BRITAIN'S armed forces are beginning to adopt a new type of role - international humanitarian relief. But arguments are surfacing about how far and how fast the trend should be allowed to develop.

As the first of 600 members of the 5th Airborne Brigade begin arriving on the Rwanda-Zaire border to join United States troops already there, independent military analysts say the troops' presence signals a welcome shift toward relief work.

The brigade's task in Rwanda is being compared with work done over the past two years by Britain's 2,600 troops in Bosnia. One of their main missions has been to shepherd United Nations relief convoys through battle zones to deliver food and other supplies to communities cut off by fighting.

Paul Rogers, professor of peace studies at Bradford University in Yorkshire County, describes the Rwanda operation as ``tardy, limited, but welcome.''

He urges the British and other governments to ``rethink their assumptions and priorities'' about the part the military can play in coping with civilian emergencies.

Before dispatching the unit to Rwanda, Malcolm Rifkind, Britain's defense secretary, stressed that the troops would concentrate on relief work and not be engaged in peacekeeping duties.

A behind-the-scenes dispute preceded the decision to send the troops. Last month, Mr. Rifkind indicated that there was little prospect of it happening. But President Clinton's decision to send US troops to aid in relief work appears to have helped change the defense secretary's mind.

The sending of a relief force to Rwanda represents a significant switch in British policy, according to Hugh Hanning, chairman of the Fontmell Group, an organization that favors the use of the military for peaceful purposes.

``At first the government resisted, but then it changed its mind,'' Mr.
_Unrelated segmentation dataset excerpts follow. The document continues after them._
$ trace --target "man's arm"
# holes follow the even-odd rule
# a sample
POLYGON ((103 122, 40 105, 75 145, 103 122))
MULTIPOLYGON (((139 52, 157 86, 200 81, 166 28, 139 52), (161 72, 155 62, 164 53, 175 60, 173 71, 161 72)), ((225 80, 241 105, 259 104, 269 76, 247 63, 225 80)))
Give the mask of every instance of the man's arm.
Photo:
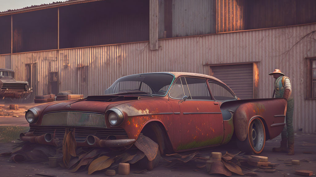
POLYGON ((283 94, 283 98, 288 100, 292 93, 291 81, 289 78, 287 77, 284 80, 284 94, 283 94))

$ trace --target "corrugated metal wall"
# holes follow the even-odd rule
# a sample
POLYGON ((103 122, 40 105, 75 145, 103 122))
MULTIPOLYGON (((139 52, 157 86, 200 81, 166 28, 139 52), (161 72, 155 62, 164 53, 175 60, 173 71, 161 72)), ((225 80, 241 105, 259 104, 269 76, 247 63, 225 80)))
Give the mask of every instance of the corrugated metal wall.
POLYGON ((216 0, 217 32, 245 29, 245 0, 216 0))
POLYGON ((11 53, 11 16, 0 17, 0 54, 11 53))
POLYGON ((316 21, 314 0, 247 0, 246 3, 247 29, 316 21))
POLYGON ((172 37, 215 33, 215 2, 173 0, 172 37))
POLYGON ((0 68, 11 69, 11 55, 0 55, 0 68))
POLYGON ((48 73, 58 71, 57 51, 24 53, 12 55, 11 68, 17 81, 26 81, 26 65, 36 63, 38 81, 36 94, 48 94, 48 73))
MULTIPOLYGON (((316 56, 316 41, 311 33, 315 30, 316 24, 313 24, 161 40, 155 51, 150 50, 146 42, 15 54, 12 69, 17 79, 23 80, 25 64, 37 62, 38 94, 48 93, 50 71, 59 72, 60 91, 71 90, 86 96, 102 94, 116 79, 130 74, 168 71, 209 74, 208 64, 259 62, 258 97, 271 96, 274 80, 268 74, 280 69, 292 83, 295 129, 315 133, 316 100, 304 99, 304 58, 316 56), (84 66, 88 68, 88 90, 79 93, 82 89, 78 86, 83 86, 78 82, 78 68, 84 66)), ((0 61, 6 56, 0 56, 0 61)), ((3 63, 0 62, 2 67, 7 64, 3 63)))

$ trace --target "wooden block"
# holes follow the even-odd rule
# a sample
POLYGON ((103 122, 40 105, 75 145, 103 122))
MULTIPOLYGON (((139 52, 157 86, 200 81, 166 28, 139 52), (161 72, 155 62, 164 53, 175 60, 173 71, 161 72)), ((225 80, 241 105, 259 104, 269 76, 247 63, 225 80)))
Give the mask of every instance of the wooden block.
POLYGON ((260 159, 260 162, 268 162, 268 157, 265 156, 251 156, 251 157, 254 157, 258 158, 260 159))
POLYGON ((79 99, 83 98, 83 95, 69 94, 68 95, 68 100, 79 99))
POLYGON ((206 161, 206 170, 208 172, 209 172, 211 170, 211 167, 213 162, 211 160, 208 160, 206 161))
POLYGON ((10 109, 18 110, 19 105, 10 105, 10 109))
POLYGON ((221 152, 213 152, 211 154, 211 157, 214 158, 221 158, 222 153, 221 152))
POLYGON ((291 163, 292 165, 300 165, 300 161, 297 160, 292 160, 291 163))
POLYGON ((276 171, 276 169, 268 169, 264 170, 264 172, 271 173, 274 173, 276 171))
POLYGON ((313 172, 305 170, 298 170, 295 171, 295 174, 299 175, 310 176, 313 175, 313 172))
POLYGON ((107 170, 105 172, 105 174, 108 176, 115 176, 116 174, 114 170, 107 170))
POLYGON ((128 163, 120 163, 118 164, 118 173, 121 175, 127 175, 130 174, 130 164, 128 163))

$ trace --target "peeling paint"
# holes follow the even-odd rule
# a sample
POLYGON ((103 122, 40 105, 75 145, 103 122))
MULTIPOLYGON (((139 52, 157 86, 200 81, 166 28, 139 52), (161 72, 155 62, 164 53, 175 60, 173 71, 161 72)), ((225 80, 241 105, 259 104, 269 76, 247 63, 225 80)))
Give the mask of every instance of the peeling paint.
POLYGON ((215 145, 219 144, 222 142, 223 137, 222 136, 218 136, 210 140, 208 140, 202 141, 194 141, 189 143, 183 145, 181 144, 177 148, 177 151, 184 149, 189 149, 200 147, 215 145))

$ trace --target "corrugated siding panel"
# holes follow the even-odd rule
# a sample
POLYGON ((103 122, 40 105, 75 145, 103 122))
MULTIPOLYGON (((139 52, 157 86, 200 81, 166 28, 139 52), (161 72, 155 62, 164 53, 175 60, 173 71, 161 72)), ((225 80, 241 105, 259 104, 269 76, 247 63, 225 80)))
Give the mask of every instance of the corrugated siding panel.
POLYGON ((17 81, 27 81, 26 65, 36 63, 37 88, 36 94, 48 94, 48 73, 58 71, 57 51, 24 53, 12 55, 12 68, 17 81))
POLYGON ((246 29, 245 0, 216 0, 217 32, 246 29))
POLYGON ((173 0, 172 37, 215 32, 215 1, 173 0))
POLYGON ((0 68, 11 69, 11 55, 0 55, 0 68))
POLYGON ((252 64, 211 66, 213 76, 224 82, 240 99, 253 98, 252 64))

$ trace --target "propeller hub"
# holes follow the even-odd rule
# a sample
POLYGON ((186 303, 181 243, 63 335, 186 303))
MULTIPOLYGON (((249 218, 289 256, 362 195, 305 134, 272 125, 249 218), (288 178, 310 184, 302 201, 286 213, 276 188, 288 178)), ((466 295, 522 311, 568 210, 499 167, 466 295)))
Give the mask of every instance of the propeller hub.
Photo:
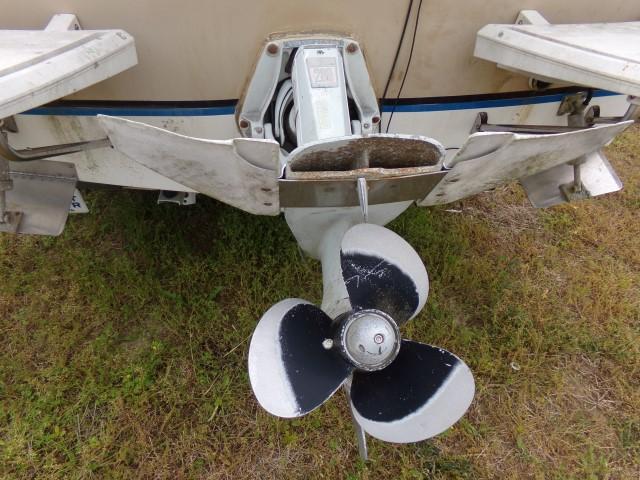
POLYGON ((380 310, 358 310, 348 315, 338 329, 337 340, 347 360, 369 372, 388 366, 400 351, 398 325, 380 310))

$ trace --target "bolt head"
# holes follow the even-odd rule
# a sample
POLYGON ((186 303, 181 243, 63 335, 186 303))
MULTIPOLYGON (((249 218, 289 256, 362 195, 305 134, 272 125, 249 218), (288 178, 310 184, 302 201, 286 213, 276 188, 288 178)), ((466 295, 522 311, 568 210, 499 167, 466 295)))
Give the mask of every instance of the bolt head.
POLYGON ((395 321, 379 310, 359 310, 343 321, 337 338, 342 354, 358 369, 381 370, 400 350, 395 321))
POLYGON ((350 43, 347 45, 347 53, 356 53, 358 51, 358 44, 350 43))

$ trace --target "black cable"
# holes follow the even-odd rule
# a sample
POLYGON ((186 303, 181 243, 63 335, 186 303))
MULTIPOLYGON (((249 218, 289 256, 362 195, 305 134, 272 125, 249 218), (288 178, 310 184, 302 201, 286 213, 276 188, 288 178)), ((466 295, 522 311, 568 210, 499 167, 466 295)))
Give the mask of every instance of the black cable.
POLYGON ((404 25, 402 27, 402 34, 400 35, 400 41, 398 42, 398 48, 396 49, 396 55, 393 57, 393 63, 391 64, 391 70, 389 71, 389 78, 387 78, 387 84, 384 86, 382 92, 382 102, 387 98, 387 92, 389 91, 389 85, 393 78, 393 72, 396 70, 396 64, 398 63, 398 57, 400 56, 400 50, 402 50, 402 44, 404 43, 404 34, 407 31, 407 25, 409 24, 409 18, 411 17, 411 10, 413 9, 413 0, 409 0, 409 8, 407 9, 407 15, 404 17, 404 25))
POLYGON ((407 67, 404 70, 402 83, 400 84, 400 88, 398 89, 398 95, 396 96, 396 101, 393 104, 393 108, 391 109, 391 115, 389 115, 389 121, 387 122, 387 129, 385 130, 385 133, 389 133, 389 126, 391 125, 391 120, 393 120, 393 114, 396 113, 396 107, 398 106, 400 95, 402 94, 402 89, 404 88, 404 82, 407 80, 407 74, 409 73, 409 67, 411 66, 411 59, 413 58, 413 47, 415 47, 416 45, 416 34, 418 33, 418 24, 420 22, 421 8, 422 8, 422 0, 420 0, 420 3, 418 3, 418 11, 416 13, 416 23, 413 27, 413 38, 411 39, 411 49, 409 50, 409 59, 407 60, 407 67))

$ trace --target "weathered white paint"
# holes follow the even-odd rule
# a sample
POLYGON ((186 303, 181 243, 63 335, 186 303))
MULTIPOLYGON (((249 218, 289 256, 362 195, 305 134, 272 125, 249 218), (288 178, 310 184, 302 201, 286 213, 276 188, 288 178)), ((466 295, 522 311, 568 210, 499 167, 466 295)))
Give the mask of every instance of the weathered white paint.
POLYGON ((460 360, 436 394, 411 415, 394 422, 376 422, 360 415, 353 403, 351 410, 356 421, 372 437, 394 443, 419 442, 444 432, 460 420, 474 394, 473 374, 460 360))
POLYGON ((454 202, 570 162, 601 149, 632 123, 552 135, 474 133, 446 163, 451 171, 419 205, 454 202))
POLYGON ((0 119, 57 100, 138 62, 123 30, 0 30, 0 119))
POLYGON ((490 24, 474 55, 547 81, 640 95, 640 22, 490 24))
POLYGON ((280 323, 296 305, 309 304, 299 298, 276 303, 262 316, 249 344, 249 380, 258 402, 278 417, 301 415, 300 407, 289 383, 280 349, 280 323))
POLYGON ((249 213, 280 213, 277 142, 206 140, 123 118, 99 118, 113 146, 150 170, 249 213))
POLYGON ((400 235, 379 225, 361 223, 345 233, 340 248, 344 253, 384 258, 397 266, 413 280, 418 292, 418 306, 409 320, 422 310, 429 294, 427 269, 418 253, 400 235))

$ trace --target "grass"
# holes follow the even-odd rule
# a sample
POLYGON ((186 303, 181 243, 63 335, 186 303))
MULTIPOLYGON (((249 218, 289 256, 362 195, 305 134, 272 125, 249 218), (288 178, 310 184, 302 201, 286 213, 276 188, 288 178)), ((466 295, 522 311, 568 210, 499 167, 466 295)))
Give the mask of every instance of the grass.
POLYGON ((390 225, 431 277, 405 337, 464 358, 477 394, 367 464, 342 393, 293 421, 251 394, 257 319, 321 298, 282 218, 101 191, 59 238, 0 237, 0 477, 639 478, 640 129, 608 154, 620 193, 534 210, 508 186, 390 225))

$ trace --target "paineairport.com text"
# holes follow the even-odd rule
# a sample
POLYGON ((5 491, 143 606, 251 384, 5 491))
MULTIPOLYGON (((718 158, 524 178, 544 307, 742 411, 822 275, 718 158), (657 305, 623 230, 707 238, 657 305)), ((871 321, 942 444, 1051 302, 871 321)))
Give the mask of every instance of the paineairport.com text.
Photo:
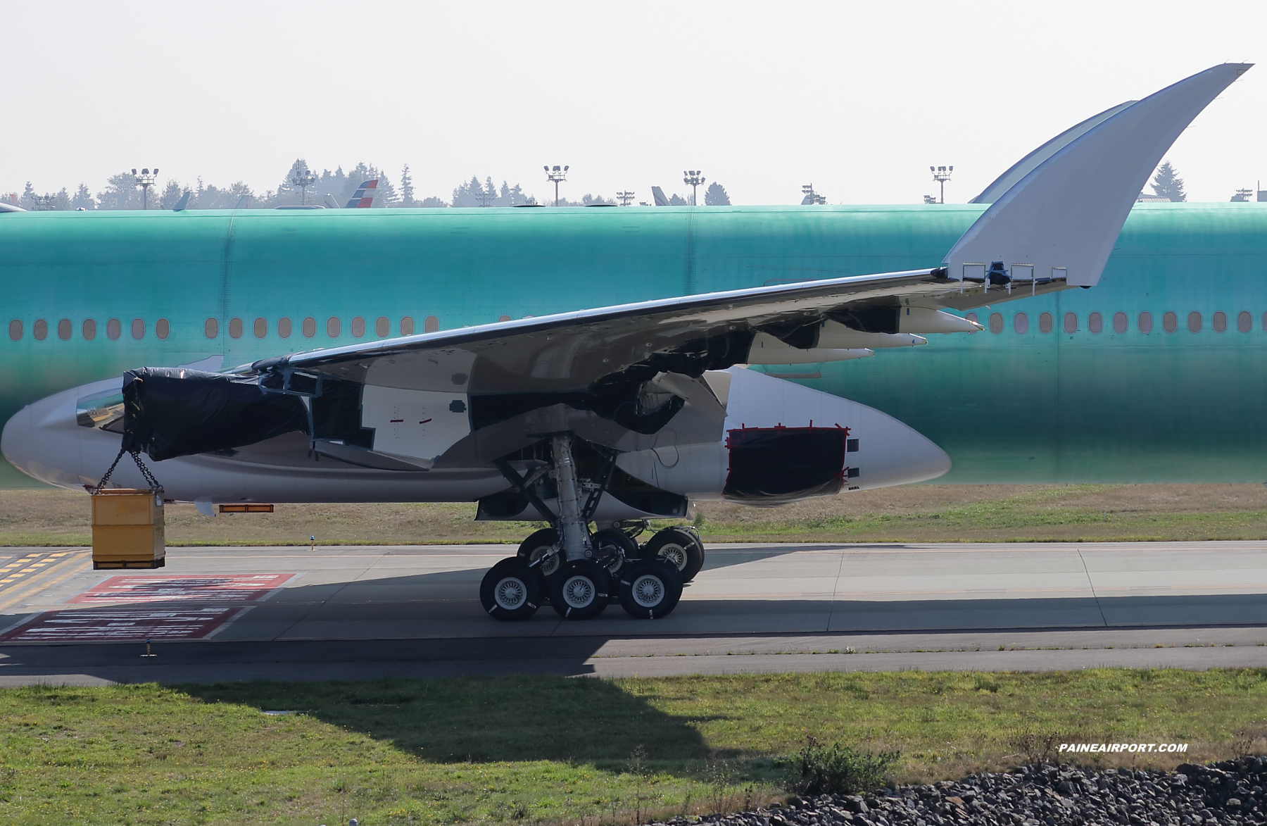
POLYGON ((1187 751, 1186 742, 1062 742, 1057 751, 1063 754, 1088 751, 1187 751))

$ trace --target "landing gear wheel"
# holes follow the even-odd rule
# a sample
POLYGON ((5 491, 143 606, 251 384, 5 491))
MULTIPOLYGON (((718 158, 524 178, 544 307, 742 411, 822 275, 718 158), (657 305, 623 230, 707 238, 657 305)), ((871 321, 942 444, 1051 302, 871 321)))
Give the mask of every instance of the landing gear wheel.
POLYGON ((659 559, 644 559, 621 573, 620 599, 625 612, 637 620, 664 617, 682 599, 678 569, 659 559))
POLYGON ((589 620, 603 613, 612 578, 588 559, 564 562, 550 587, 550 606, 564 620, 589 620))
POLYGON ((541 579, 519 557, 503 559, 484 574, 479 600, 494 620, 527 620, 541 604, 541 579))
POLYGON ((639 557, 637 542, 625 531, 603 528, 594 531, 589 541, 594 545, 594 561, 606 568, 612 576, 639 557))
MULTIPOLYGON (((536 533, 531 535, 528 538, 519 543, 518 557, 525 562, 536 562, 542 556, 550 554, 550 551, 559 546, 559 532, 554 528, 542 528, 536 533)), ((541 575, 542 594, 550 593, 550 583, 555 574, 559 573, 559 568, 563 565, 564 555, 563 551, 554 554, 542 560, 540 564, 533 565, 532 570, 541 575)))
POLYGON ((687 528, 664 528, 642 546, 642 559, 656 557, 677 568, 685 584, 694 579, 704 565, 704 543, 687 528))

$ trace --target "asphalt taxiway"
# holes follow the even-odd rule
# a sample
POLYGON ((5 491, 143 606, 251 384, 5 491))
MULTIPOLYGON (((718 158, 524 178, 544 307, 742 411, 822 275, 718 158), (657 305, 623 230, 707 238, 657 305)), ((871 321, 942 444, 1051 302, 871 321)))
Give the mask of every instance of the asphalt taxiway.
POLYGON ((500 623, 476 589, 512 550, 4 549, 0 685, 1267 666, 1264 542, 718 545, 666 618, 500 623))

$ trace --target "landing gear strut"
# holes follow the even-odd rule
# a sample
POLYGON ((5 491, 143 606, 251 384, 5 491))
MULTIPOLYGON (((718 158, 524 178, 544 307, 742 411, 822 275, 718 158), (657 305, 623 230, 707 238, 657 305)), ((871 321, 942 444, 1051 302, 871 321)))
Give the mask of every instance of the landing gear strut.
POLYGON ((559 489, 557 514, 533 492, 544 470, 525 480, 509 462, 497 462, 516 493, 527 497, 551 527, 532 533, 514 557, 485 574, 480 584, 484 611, 497 620, 527 620, 549 599, 560 617, 589 620, 618 600, 631 617, 666 616, 682 598, 683 583, 703 565, 699 537, 689 528, 665 528, 639 547, 634 540, 637 531, 631 536, 620 522, 592 535, 589 522, 616 455, 599 474, 604 484, 595 484, 580 479, 570 436, 551 437, 550 454, 559 489))

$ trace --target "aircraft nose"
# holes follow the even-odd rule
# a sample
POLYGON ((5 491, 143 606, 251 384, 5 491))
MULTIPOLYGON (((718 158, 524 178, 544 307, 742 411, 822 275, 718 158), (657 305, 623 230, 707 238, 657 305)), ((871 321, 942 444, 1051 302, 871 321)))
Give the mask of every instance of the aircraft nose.
POLYGON ((122 379, 95 381, 22 408, 5 422, 0 454, 33 479, 60 488, 95 485, 119 451, 120 436, 79 426, 79 400, 118 390, 122 379))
Hanning says. ``It did so thanks largely to the sheer scale of the refugee tragedy.''

How often military units should be used in response to international civil emergencies is being vigorously debated in British defense circles.

Mr. Rogers notes that a key ``growth area'' in the armed forces of Western nations is the establishment of rapid-reaction units that are able to fly long distances at short notice.

``The stress is on versatility and mobility,'' he says. ``It may be that two types of units will have to be formed, one for orthodox military use, the other for humanitarian operations.''

Deployment of the 5th Airborne comes at a moment of flux in British Army planning.

Prime Minister John Major has said that if a decision is taken to rearm the Bosnian Muslims, the British UN contingent in the former Yugoslavia will probably have to be withdrawn.

On the other hand, the troubles in Northern Ireland show no sign of abating, and there may be pressure to reinforce the 20,000 British troops currently deployed there.